In a legal claim filed Wednesday, attorney Christopher Dolan alleged the shooting was an unprovoked attack on an unarmed young man who was in town from Northern California after graduation. 

Although the claim alleges assault, battery and violation of civil rights and seeks compensation, Dolan said the family wants reforms, including video cameras in undercover vehicles to capture officers’ behavior.

The lawyer said that prior to the shooting, Pounds “tailgated and aggressively menaced” the Cadillac from his dark sedan with blacked-out window tinting. 

“Unarmed, Ricky and another passenger exited the Cadillac and approached the sedan, asking — arms extended, palms up — why they were being followed,” Dolan said. 

“Without hitting any lights or siren or identifying himself as a police or rolling down the window, a single shot was fired through the driver’s side tinted window directly into the heart of Ricky,” the lawyer said Wednesday at a news conference outside police headquarters while surrounded by two dozen supporters clad in T-shirts featuring the teen’s face.

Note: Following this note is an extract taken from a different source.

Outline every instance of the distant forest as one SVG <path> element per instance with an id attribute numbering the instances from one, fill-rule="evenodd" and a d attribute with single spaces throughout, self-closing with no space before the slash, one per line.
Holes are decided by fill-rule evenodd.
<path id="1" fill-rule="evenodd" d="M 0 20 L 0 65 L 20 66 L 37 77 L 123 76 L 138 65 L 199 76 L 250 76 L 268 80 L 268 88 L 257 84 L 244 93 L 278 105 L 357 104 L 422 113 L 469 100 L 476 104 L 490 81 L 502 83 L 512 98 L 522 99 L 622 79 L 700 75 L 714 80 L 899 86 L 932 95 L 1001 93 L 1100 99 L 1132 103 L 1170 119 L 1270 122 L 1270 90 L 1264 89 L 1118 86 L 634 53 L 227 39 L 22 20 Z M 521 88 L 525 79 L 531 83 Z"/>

Dolan said the shooting was “without justification and in violation of police policy designed to save lives. ... The police must be held accountable in order for these killings to stop.” 

He said Pounds never identified himself as a police officer

“Ricky never knew that he was approaching an officer, never made any threats or contact with the vehicle and was shot for asking why the car was harassing them,” Dolan said.

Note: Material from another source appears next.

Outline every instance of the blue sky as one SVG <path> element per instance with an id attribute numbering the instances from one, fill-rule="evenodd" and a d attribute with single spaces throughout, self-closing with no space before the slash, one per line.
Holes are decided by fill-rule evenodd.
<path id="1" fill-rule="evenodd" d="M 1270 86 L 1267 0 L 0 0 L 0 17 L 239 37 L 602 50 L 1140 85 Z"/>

Ramirez’s mother, Renee Villalobos, cried while addressing the crowd in front of police headquarters, saying, “I will never have my son back.”

“The police sergeant was sitting in an unmarked car, and he decided to kill and shoot my son for no reason at all,” she said. “I want to know why the police officer is not handcuffed and charged for the murder of my son.”

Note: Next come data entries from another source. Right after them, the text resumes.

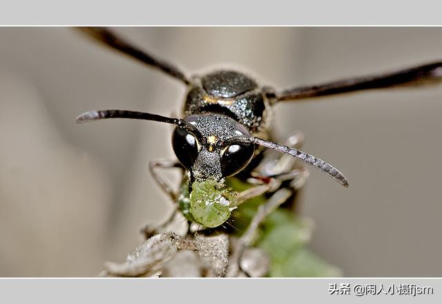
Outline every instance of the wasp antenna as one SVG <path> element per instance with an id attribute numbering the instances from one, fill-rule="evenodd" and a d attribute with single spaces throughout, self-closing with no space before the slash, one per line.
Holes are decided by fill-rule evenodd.
<path id="1" fill-rule="evenodd" d="M 180 125 L 182 120 L 151 114 L 144 112 L 126 110 L 99 110 L 86 112 L 77 117 L 77 122 L 82 123 L 106 118 L 129 118 L 132 120 L 153 120 Z"/>
<path id="2" fill-rule="evenodd" d="M 157 68 L 164 73 L 189 84 L 190 80 L 176 66 L 142 50 L 123 38 L 104 28 L 77 28 L 84 34 L 105 46 L 118 50 L 146 65 Z"/>
<path id="3" fill-rule="evenodd" d="M 302 162 L 314 167 L 318 170 L 324 172 L 327 175 L 330 176 L 336 182 L 339 182 L 343 186 L 347 187 L 349 186 L 348 180 L 344 176 L 344 175 L 339 171 L 336 168 L 332 166 L 330 164 L 324 162 L 315 156 L 307 154 L 301 151 L 297 150 L 294 148 L 290 148 L 287 146 L 277 144 L 276 142 L 269 142 L 262 140 L 260 138 L 251 137 L 248 137 L 249 142 L 253 142 L 256 144 L 259 144 L 266 148 L 271 149 L 283 153 L 291 155 Z"/>
<path id="4" fill-rule="evenodd" d="M 81 124 L 83 122 L 93 122 L 94 120 L 108 118 L 128 118 L 131 120 L 152 120 L 154 122 L 166 122 L 167 124 L 175 124 L 193 134 L 198 140 L 202 141 L 201 142 L 204 141 L 204 136 L 202 136 L 198 129 L 195 126 L 184 120 L 168 117 L 166 116 L 162 116 L 145 112 L 126 110 L 90 111 L 78 116 L 76 122 L 77 123 Z"/>
<path id="5" fill-rule="evenodd" d="M 442 82 L 442 61 L 438 61 L 383 74 L 300 86 L 285 90 L 279 93 L 269 91 L 267 96 L 273 99 L 275 102 L 298 100 L 364 90 L 437 84 L 441 82 Z"/>

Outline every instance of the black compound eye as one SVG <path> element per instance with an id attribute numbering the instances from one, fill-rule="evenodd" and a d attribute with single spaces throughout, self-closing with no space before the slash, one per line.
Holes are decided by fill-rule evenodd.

After Ramirez was shot, the other young men fled “in fear for their lives, unaware that the shot was fired by an LAPD officer,” according to the claim.

LAPD units pursued the fleeing Cadillac, according to a release from the department, and eventually handed off to the California Highway Patrol, which stopped the vehicle on the 15 Freeway in San Bernardino County. 

The three occupants of the car were taken into custody without incident, including the driver, 26-year-old Israel Dezama, who was arrested for felony evading, police said. The other two occupants were later released from custody. 

“Ricky, my only son, was a good kid, made everybody smile and feel loved. He was at the threshold of his whole life, having just graduated, and the LAPD shot him, causing him to fall through death’s door,” said the teen’s father, Ricardo Ramirez Sr. “Hiding behind tinted glass, without any warning, Ricky was killed. His only crime was being young and of color. This has to stop.”

Ramirez’s father said that said despite police reports, his son “did not have a weapon; he didn’t have a ski mask.” 

Los Angeles police said in a statement that no weapons were recovered.

Ramirez’s family and Dolan have called on Atty. Gen. Rob Bonta, whose office handles fatal police shootings on unarmed persons, to file murder charges against Pounds.